Er saß seit dem 5. April 1943 in Einzelhaft im Gefängnis. Am Sonntag nach Ostern, am 8. April 1945, nach einer Morgenandacht mit anderen Gefangenen, wurde Bonhoeffer überraschend gerufen. Die Türe wurde aufgerissen, und es hieß: „Gefangener Bonhoeffer, fertigmachen und mitkommen!“
Bonhoeffer konnte noch seine Sachen zusammensuchen. „Das ist das Ende – für mich der Beginn des Lebens“, das sind die letzten von Bonhoeffer überlieferten Worte. In der grauen Morgendämmerung des 9. April 1945 wurde er hingerichtet.

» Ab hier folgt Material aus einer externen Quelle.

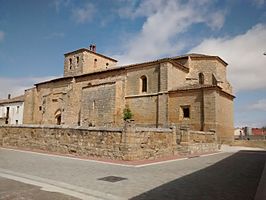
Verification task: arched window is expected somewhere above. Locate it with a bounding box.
[212,74,217,85]
[55,109,62,125]
[69,58,72,69]
[140,76,147,92]
[199,73,204,85]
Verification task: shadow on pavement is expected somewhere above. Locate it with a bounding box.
[132,151,266,200]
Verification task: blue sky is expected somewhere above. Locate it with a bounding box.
[0,0,266,127]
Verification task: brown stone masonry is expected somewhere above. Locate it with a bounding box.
[0,122,217,160]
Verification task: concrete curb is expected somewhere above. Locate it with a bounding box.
[254,162,266,200]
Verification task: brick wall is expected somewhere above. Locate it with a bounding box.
[0,122,176,160]
[0,122,217,160]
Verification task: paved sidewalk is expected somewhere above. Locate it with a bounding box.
[0,177,78,200]
[0,148,266,200]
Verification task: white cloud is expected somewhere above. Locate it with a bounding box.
[191,24,266,91]
[114,0,225,64]
[52,0,70,12]
[0,76,57,99]
[0,31,5,42]
[72,3,96,23]
[253,0,266,7]
[44,32,65,39]
[249,99,266,111]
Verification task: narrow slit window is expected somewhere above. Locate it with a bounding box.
[69,58,72,69]
[199,73,204,85]
[140,76,147,92]
[181,106,190,119]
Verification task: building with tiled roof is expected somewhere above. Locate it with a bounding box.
[24,45,234,140]
[0,95,24,124]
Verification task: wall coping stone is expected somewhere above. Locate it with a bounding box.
[189,130,215,135]
[0,124,123,132]
[136,127,173,133]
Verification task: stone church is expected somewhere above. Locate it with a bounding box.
[23,45,234,140]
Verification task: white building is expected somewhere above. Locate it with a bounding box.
[0,95,24,124]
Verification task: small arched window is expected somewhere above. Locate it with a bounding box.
[199,73,204,85]
[140,76,147,92]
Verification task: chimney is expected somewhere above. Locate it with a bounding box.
[90,44,96,53]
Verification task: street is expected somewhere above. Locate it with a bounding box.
[0,148,266,200]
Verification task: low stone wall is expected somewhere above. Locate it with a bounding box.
[177,127,218,154]
[0,122,217,160]
[0,123,176,160]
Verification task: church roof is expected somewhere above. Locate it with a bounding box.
[64,48,117,62]
[0,95,24,104]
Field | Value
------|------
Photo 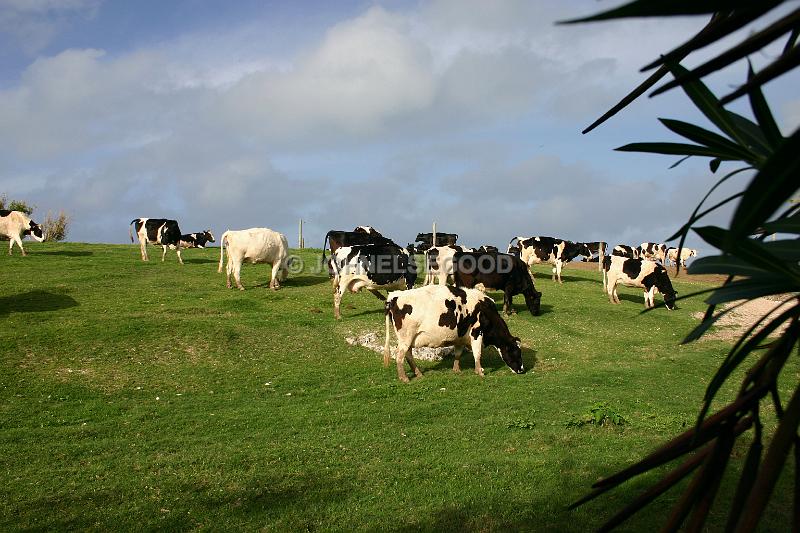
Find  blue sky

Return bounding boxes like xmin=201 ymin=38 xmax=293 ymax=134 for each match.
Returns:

Dunkelheit und Tod auf der einen Seite sowie Licht und Leben auf der anderen – diese Gegensätze bestimmen die österliche Botschaft von der Auferstehung Jesu Christi.
Ostern sagt uns, dass sich das Licht und das Leben durchgesetzt haben, dass das Leben gesiegt hat!
In der Nähe von Piemont in Frankreich gibt es einen alten Brauch. Wenn am Morgen des Ostersonntags zum erstenmal die Glocken läuten, laufen Kinder, Jugendliche und Erwachsene an den Dorfbrunnen und waschen sich die Augen mit dem kühlen, klaren Brunnenwasser. Manche wissen wahrscheinlich garnicht mehr, warum sie zum Brunnen laufen, – wie sooft bei Bräuchen – sie rennen einfach mit den anderen mit. Aber die ganze Handlung war ursprünglich eine Art Gebet, in dem die Menschen um neue Augen, um Oster-Augen beteten.Sie wollten besser sehen, besser einsehen können, was durch die Auferstehung Jesu denn anders geworden ist in ihrem Leben, im Leben aller Menschen. Sie wollten besser den Jesus sehen können, der nicht mehr tot ist, sondern lebt – mitten unter uns.

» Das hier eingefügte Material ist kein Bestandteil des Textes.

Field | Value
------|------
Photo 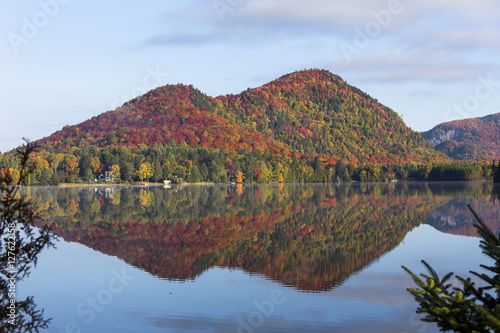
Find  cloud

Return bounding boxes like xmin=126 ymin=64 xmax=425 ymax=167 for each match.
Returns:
xmin=327 ymin=49 xmax=498 ymax=83
xmin=144 ymin=32 xmax=216 ymax=46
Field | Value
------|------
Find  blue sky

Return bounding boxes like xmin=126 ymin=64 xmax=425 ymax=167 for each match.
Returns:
xmin=0 ymin=0 xmax=500 ymax=151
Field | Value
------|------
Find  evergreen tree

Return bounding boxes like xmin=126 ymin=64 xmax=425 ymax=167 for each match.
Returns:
xmin=493 ymin=162 xmax=500 ymax=183
xmin=403 ymin=206 xmax=500 ymax=332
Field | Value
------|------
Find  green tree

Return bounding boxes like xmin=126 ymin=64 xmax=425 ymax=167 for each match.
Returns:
xmin=136 ymin=162 xmax=154 ymax=181
xmin=403 ymin=206 xmax=500 ymax=332
xmin=111 ymin=164 xmax=122 ymax=178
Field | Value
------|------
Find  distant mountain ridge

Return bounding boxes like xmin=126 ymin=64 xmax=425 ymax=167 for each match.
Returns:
xmin=422 ymin=113 xmax=500 ymax=161
xmin=40 ymin=70 xmax=446 ymax=164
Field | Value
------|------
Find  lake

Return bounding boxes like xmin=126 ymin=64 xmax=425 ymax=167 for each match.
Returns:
xmin=11 ymin=183 xmax=500 ymax=333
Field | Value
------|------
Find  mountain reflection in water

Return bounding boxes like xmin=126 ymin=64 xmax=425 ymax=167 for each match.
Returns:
xmin=30 ymin=183 xmax=500 ymax=292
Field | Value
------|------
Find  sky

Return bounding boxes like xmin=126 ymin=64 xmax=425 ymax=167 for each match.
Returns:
xmin=0 ymin=0 xmax=500 ymax=152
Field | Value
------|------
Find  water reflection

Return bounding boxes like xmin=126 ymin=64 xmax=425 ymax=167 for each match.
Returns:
xmin=27 ymin=183 xmax=499 ymax=292
xmin=0 ymin=189 xmax=56 ymax=333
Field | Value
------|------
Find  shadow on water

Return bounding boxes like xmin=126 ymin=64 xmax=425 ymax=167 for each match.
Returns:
xmin=26 ymin=183 xmax=499 ymax=292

Was wir Christen brauchen sind solche Oster-Augen! Was wir brauchen ist ein Christentum zum Anfassen! Jeden Tag haben wir genug Gelegenheit, es dort zu leben, wo wir sind.  

So lasst uns fröhlich sein und uns freuen! Halleluja! 

In diesem Sinne wünsche ich Ihnen allen und Ihren Familien ein frohes und gesegnetes Osterfest.